Karen Sughrue, head of the Stories from the Encore Movement project, spoke with Campbell about how All Hands does its work.

“Our first decision is which community we will use to establish our base. We typically identify a community that is underserved. A lot of people will be working in Katmandu – people can fly there, it’s easy to base there. It will get 80 percent of the support, and there will be minimal support to outlying communities.

We tend to move out and find a significant second community that is not getting served and base ourselves there. We embed in that community; we may live there for an extended period of months.

In this case, we foresee the real need will be for shelter and the rebuilding of schools. The monsoon season starts in six weeks – we need to get transitional shelters up before that starts, even if it’s just a tarpaulin to get people out of the rain. That’s hard work, because you first need to do the debris removal and demolition to clear space for vehicles to come in and get the space prepared to so something next. We have a real interest in housing that would be more appropriate for a quake-prone area; that’s not an easy thing to do, because local people need to be trained in that kind of building.”

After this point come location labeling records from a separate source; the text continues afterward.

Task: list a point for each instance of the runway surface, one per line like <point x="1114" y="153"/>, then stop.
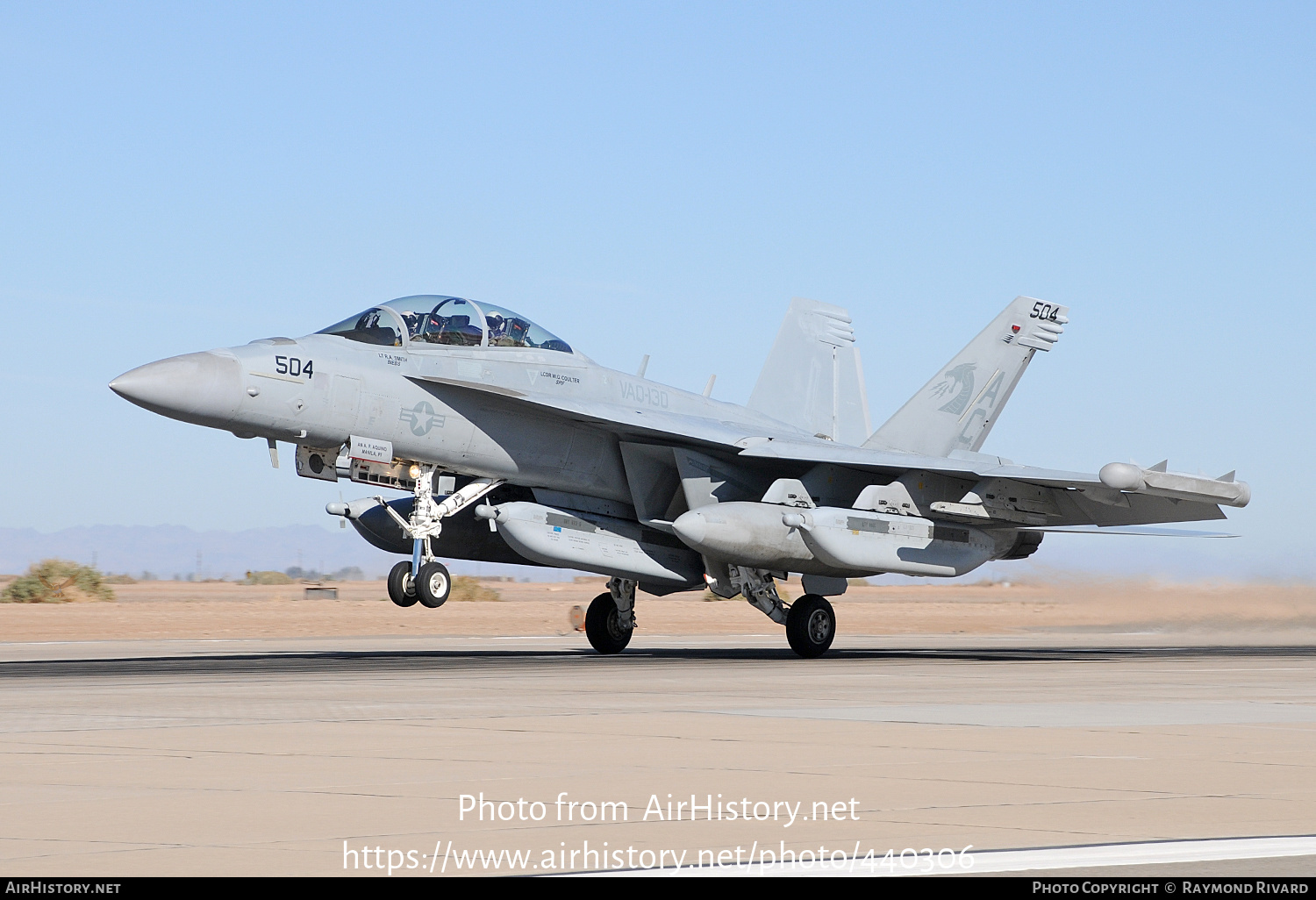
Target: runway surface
<point x="282" y="757"/>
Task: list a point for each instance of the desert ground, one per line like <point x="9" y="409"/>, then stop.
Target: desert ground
<point x="1060" y="610"/>
<point x="218" y="729"/>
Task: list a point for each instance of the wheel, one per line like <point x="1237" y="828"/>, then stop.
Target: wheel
<point x="402" y="589"/>
<point x="603" y="626"/>
<point x="434" y="584"/>
<point x="811" y="625"/>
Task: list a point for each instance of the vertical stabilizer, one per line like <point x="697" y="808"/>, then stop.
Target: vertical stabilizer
<point x="813" y="378"/>
<point x="957" y="408"/>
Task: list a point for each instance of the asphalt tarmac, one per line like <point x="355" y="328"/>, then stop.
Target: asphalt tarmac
<point x="325" y="757"/>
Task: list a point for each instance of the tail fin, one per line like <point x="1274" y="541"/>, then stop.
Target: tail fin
<point x="957" y="408"/>
<point x="813" y="378"/>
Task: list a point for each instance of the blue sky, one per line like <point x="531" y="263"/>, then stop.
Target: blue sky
<point x="662" y="178"/>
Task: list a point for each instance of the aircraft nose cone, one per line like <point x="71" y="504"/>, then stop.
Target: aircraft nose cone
<point x="197" y="387"/>
<point x="691" y="528"/>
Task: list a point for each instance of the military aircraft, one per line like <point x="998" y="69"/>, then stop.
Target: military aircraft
<point x="516" y="447"/>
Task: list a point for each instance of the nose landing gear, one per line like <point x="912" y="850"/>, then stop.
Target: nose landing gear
<point x="424" y="578"/>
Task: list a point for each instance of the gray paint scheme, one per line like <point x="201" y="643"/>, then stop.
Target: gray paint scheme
<point x="599" y="442"/>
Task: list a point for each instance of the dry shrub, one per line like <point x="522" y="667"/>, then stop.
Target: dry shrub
<point x="470" y="589"/>
<point x="266" y="578"/>
<point x="58" y="581"/>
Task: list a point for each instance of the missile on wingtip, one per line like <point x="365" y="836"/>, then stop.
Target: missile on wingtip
<point x="1126" y="476"/>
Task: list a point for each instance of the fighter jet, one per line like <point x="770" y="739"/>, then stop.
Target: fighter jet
<point x="516" y="447"/>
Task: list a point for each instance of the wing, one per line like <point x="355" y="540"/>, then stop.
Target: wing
<point x="968" y="487"/>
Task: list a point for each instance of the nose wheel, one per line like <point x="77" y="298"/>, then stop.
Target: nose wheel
<point x="402" y="586"/>
<point x="434" y="584"/>
<point x="811" y="625"/>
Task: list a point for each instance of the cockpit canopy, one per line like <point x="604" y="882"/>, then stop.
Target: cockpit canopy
<point x="432" y="318"/>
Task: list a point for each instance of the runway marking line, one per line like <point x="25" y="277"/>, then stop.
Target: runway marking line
<point x="1036" y="858"/>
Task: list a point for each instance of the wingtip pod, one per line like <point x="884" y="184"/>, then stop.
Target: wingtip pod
<point x="1126" y="476"/>
<point x="1121" y="476"/>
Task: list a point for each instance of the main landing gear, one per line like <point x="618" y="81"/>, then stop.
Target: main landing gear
<point x="611" y="618"/>
<point x="810" y="621"/>
<point x="811" y="625"/>
<point x="424" y="578"/>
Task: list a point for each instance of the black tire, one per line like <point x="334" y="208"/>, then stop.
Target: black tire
<point x="603" y="626"/>
<point x="811" y="625"/>
<point x="434" y="584"/>
<point x="402" y="589"/>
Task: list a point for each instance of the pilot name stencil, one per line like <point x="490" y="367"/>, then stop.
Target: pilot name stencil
<point x="561" y="379"/>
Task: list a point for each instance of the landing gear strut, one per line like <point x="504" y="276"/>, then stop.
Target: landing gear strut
<point x="611" y="618"/>
<point x="810" y="621"/>
<point x="424" y="578"/>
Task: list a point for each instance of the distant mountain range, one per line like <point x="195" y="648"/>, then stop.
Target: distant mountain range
<point x="175" y="550"/>
<point x="171" y="550"/>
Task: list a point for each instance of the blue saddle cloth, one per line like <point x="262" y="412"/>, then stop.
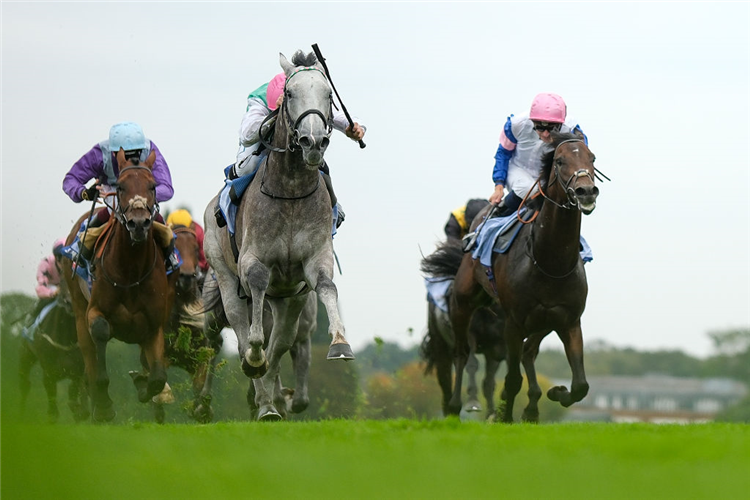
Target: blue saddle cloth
<point x="437" y="291"/>
<point x="231" y="195"/>
<point x="487" y="240"/>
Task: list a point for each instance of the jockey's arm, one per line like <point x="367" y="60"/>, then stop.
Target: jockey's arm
<point x="251" y="121"/>
<point x="162" y="176"/>
<point x="90" y="166"/>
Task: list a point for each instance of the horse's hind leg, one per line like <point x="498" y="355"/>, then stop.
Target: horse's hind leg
<point x="488" y="385"/>
<point x="50" y="387"/>
<point x="530" y="352"/>
<point x="513" y="379"/>
<point x="153" y="349"/>
<point x="472" y="366"/>
<point x="572" y="339"/>
<point x="100" y="334"/>
<point x="26" y="361"/>
<point x="328" y="294"/>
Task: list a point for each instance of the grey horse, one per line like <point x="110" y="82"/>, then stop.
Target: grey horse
<point x="283" y="236"/>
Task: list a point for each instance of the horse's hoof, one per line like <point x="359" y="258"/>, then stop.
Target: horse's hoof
<point x="159" y="413"/>
<point x="104" y="413"/>
<point x="268" y="413"/>
<point x="254" y="371"/>
<point x="340" y="351"/>
<point x="557" y="393"/>
<point x="165" y="397"/>
<point x="473" y="406"/>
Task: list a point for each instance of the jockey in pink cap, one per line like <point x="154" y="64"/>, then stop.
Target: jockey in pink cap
<point x="518" y="158"/>
<point x="260" y="103"/>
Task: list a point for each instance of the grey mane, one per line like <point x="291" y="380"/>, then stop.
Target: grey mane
<point x="301" y="59"/>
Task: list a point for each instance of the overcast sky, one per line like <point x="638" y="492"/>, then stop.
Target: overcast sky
<point x="661" y="89"/>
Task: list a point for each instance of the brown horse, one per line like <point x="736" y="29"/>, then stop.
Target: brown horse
<point x="54" y="347"/>
<point x="540" y="282"/>
<point x="186" y="346"/>
<point x="131" y="296"/>
<point x="485" y="336"/>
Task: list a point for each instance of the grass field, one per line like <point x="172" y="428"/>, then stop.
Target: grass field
<point x="374" y="459"/>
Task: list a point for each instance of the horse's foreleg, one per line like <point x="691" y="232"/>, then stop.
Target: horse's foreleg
<point x="488" y="385"/>
<point x="50" y="387"/>
<point x="328" y="294"/>
<point x="254" y="276"/>
<point x="300" y="353"/>
<point x="513" y="379"/>
<point x="572" y="339"/>
<point x="96" y="366"/>
<point x="472" y="366"/>
<point x="27" y="359"/>
<point x="530" y="352"/>
<point x="153" y="349"/>
<point x="286" y="313"/>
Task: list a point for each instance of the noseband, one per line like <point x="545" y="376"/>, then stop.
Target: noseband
<point x="572" y="199"/>
<point x="292" y="126"/>
<point x="135" y="203"/>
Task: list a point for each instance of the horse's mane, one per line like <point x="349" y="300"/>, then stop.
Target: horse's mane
<point x="549" y="155"/>
<point x="445" y="261"/>
<point x="301" y="59"/>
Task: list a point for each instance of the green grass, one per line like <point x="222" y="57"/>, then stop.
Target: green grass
<point x="374" y="459"/>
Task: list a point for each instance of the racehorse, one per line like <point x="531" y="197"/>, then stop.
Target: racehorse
<point x="186" y="346"/>
<point x="540" y="283"/>
<point x="484" y="337"/>
<point x="283" y="236"/>
<point x="131" y="295"/>
<point x="54" y="346"/>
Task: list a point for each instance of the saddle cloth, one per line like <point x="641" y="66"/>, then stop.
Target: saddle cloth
<point x="497" y="236"/>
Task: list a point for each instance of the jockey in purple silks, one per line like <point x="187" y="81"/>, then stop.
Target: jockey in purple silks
<point x="522" y="144"/>
<point x="100" y="164"/>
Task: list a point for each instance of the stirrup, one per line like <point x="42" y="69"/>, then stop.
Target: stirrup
<point x="468" y="242"/>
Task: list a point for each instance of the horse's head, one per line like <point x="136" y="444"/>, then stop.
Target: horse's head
<point x="307" y="107"/>
<point x="136" y="196"/>
<point x="187" y="284"/>
<point x="569" y="170"/>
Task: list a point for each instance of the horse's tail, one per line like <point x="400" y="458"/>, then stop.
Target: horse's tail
<point x="445" y="261"/>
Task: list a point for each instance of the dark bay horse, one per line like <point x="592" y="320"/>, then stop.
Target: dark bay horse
<point x="55" y="348"/>
<point x="540" y="282"/>
<point x="131" y="296"/>
<point x="284" y="224"/>
<point x="485" y="336"/>
<point x="186" y="345"/>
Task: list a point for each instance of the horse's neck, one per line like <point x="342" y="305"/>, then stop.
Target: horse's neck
<point x="556" y="235"/>
<point x="286" y="175"/>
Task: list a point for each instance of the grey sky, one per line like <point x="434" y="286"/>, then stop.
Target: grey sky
<point x="661" y="89"/>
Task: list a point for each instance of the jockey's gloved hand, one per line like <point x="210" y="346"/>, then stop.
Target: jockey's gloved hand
<point x="90" y="193"/>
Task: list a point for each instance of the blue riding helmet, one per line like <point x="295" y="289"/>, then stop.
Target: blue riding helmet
<point x="126" y="135"/>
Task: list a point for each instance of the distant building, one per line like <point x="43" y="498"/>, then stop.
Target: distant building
<point x="656" y="398"/>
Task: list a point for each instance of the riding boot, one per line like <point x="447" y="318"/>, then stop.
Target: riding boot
<point x="170" y="258"/>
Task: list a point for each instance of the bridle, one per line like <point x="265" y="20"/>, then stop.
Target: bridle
<point x="120" y="213"/>
<point x="569" y="185"/>
<point x="292" y="126"/>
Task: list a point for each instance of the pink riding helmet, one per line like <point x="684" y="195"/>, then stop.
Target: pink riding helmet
<point x="274" y="90"/>
<point x="548" y="107"/>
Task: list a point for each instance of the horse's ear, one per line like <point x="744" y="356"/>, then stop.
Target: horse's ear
<point x="151" y="159"/>
<point x="285" y="64"/>
<point x="121" y="158"/>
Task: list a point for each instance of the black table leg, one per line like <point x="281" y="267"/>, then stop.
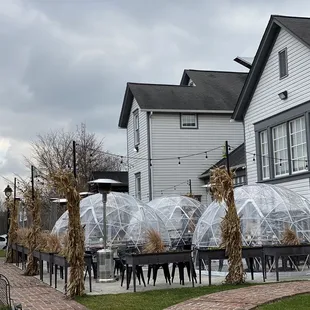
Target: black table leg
<point x="251" y="261"/>
<point x="200" y="270"/>
<point x="277" y="266"/>
<point x="209" y="270"/>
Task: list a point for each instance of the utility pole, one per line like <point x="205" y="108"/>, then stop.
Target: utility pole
<point x="227" y="156"/>
<point x="74" y="158"/>
<point x="32" y="182"/>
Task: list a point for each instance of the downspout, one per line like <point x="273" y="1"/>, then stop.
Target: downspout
<point x="149" y="147"/>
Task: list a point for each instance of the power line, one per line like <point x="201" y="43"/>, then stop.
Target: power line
<point x="163" y="158"/>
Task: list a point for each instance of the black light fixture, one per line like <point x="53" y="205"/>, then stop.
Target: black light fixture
<point x="8" y="191"/>
<point x="283" y="95"/>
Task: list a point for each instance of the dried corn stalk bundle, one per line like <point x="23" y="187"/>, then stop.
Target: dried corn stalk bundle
<point x="33" y="204"/>
<point x="22" y="235"/>
<point x="12" y="234"/>
<point x="65" y="183"/>
<point x="154" y="242"/>
<point x="290" y="237"/>
<point x="222" y="189"/>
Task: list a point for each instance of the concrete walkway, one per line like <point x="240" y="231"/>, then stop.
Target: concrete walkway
<point x="244" y="298"/>
<point x="34" y="294"/>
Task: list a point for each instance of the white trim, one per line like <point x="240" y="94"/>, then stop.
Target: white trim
<point x="188" y="111"/>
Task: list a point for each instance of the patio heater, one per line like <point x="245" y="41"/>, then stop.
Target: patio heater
<point x="105" y="256"/>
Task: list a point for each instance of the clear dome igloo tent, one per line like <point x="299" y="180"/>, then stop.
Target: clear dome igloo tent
<point x="265" y="211"/>
<point x="128" y="219"/>
<point x="180" y="215"/>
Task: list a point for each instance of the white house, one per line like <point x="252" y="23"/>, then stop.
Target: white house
<point x="275" y="104"/>
<point x="167" y="124"/>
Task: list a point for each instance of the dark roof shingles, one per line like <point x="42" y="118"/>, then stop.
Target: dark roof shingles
<point x="236" y="158"/>
<point x="214" y="90"/>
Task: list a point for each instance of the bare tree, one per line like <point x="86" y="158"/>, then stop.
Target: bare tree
<point x="54" y="150"/>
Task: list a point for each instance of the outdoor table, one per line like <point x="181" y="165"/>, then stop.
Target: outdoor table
<point x="158" y="258"/>
<point x="211" y="254"/>
<point x="285" y="250"/>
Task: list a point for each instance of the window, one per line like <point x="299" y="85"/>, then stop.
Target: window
<point x="298" y="144"/>
<point x="280" y="155"/>
<point x="189" y="121"/>
<point x="138" y="185"/>
<point x="283" y="67"/>
<point x="136" y="127"/>
<point x="264" y="154"/>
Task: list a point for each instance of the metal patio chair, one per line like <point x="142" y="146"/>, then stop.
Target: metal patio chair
<point x="5" y="295"/>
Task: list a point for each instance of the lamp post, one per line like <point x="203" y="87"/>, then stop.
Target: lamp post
<point x="105" y="256"/>
<point x="104" y="187"/>
<point x="8" y="193"/>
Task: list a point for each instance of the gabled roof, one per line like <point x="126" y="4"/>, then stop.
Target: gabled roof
<point x="120" y="176"/>
<point x="299" y="27"/>
<point x="236" y="160"/>
<point x="215" y="92"/>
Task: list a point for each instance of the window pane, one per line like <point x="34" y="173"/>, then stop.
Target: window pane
<point x="283" y="63"/>
<point x="264" y="154"/>
<point x="298" y="147"/>
<point x="189" y="120"/>
<point x="280" y="150"/>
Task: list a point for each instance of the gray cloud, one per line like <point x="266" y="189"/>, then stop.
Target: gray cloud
<point x="66" y="62"/>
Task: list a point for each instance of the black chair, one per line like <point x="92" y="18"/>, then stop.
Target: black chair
<point x="155" y="268"/>
<point x="5" y="294"/>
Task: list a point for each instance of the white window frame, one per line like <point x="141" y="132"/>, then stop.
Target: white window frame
<point x="138" y="185"/>
<point x="136" y="127"/>
<point x="280" y="153"/>
<point x="265" y="169"/>
<point x="285" y="64"/>
<point x="187" y="120"/>
<point x="298" y="140"/>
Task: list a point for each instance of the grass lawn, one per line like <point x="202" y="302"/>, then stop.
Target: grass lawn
<point x="300" y="302"/>
<point x="154" y="300"/>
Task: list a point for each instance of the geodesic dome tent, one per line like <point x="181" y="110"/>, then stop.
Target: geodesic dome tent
<point x="264" y="210"/>
<point x="128" y="220"/>
<point x="180" y="215"/>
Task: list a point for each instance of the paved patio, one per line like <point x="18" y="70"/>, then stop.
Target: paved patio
<point x="244" y="298"/>
<point x="34" y="294"/>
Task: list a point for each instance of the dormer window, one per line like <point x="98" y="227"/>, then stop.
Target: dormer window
<point x="283" y="66"/>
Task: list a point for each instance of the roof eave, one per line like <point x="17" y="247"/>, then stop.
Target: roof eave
<point x="256" y="70"/>
<point x="125" y="111"/>
<point x="185" y="78"/>
<point x="188" y="111"/>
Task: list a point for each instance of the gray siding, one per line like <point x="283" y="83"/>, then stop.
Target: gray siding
<point x="138" y="165"/>
<point x="266" y="103"/>
<point x="168" y="140"/>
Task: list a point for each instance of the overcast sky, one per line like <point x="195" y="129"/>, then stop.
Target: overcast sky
<point x="63" y="62"/>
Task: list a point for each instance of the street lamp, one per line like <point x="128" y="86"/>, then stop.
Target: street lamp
<point x="104" y="187"/>
<point x="104" y="256"/>
<point x="8" y="192"/>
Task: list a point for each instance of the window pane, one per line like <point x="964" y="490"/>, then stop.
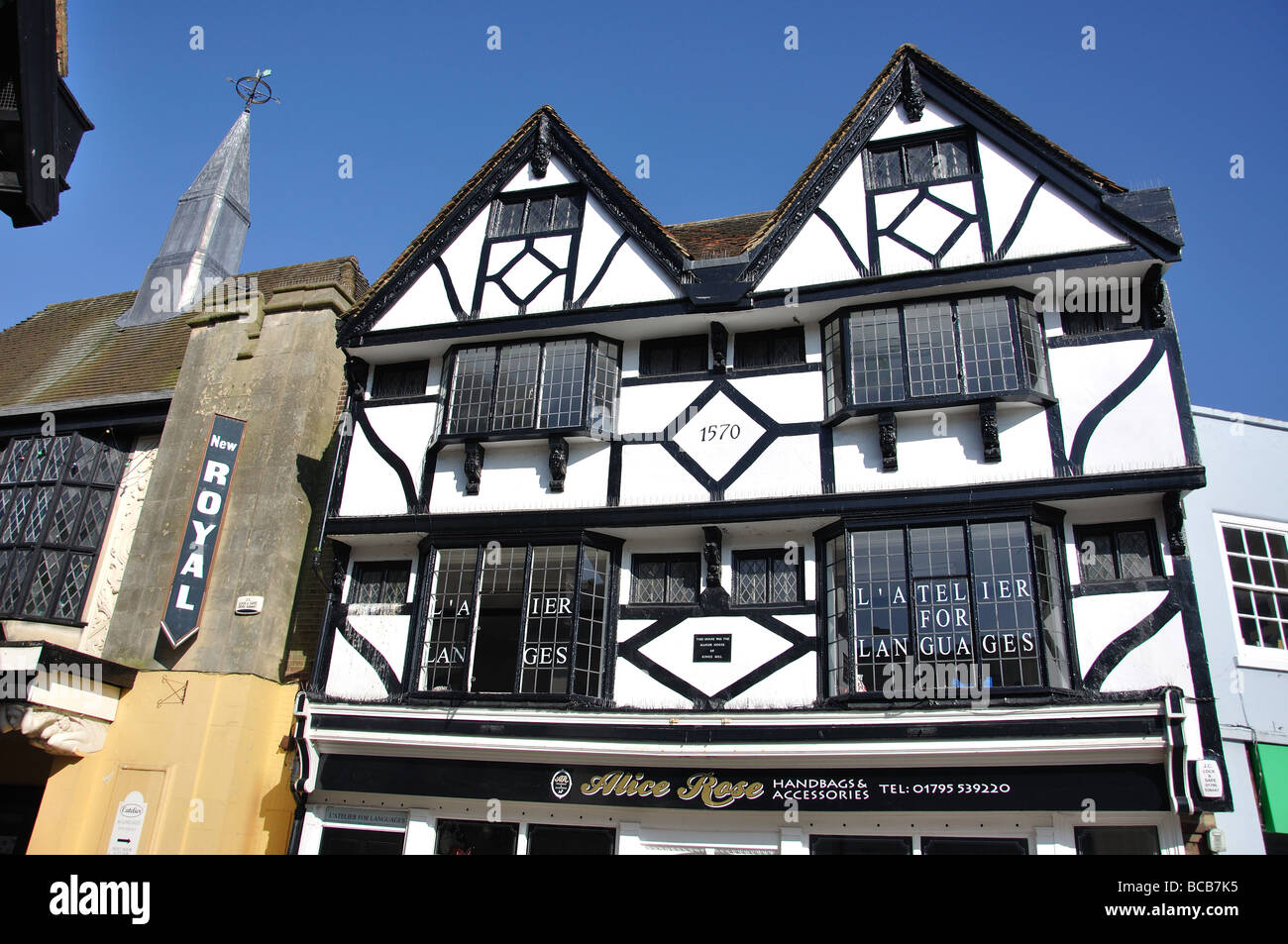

There is always a lot of interest in the very early days of a disaster, but this will be a multi-year event. We tend to be there for the long tail of an event like this. The rebuilding is work we’ve done before. We will be there early and stay late, for shelter, housing recovery and school rebuilding.”

All Hands volunteers have contributed over 750,000 hours via 50 All Hands disaster response and rebuilding projects, work that has helped more than 45,000 families. Volunteers travel on their own dime, and are housed and fed by All Hands. Campbell invites inquires, requests for aid and introductions to funders via email, at [email protected].

“We are trying to reach out broadly to the Nepalese community in the U.S. and become a vehicle for them to help their community. When we went to Japan in 2011 for tsunami relief, 700 Japanese volunteered with us. It was a powerful experience for them to be engaged in directly helping their community.”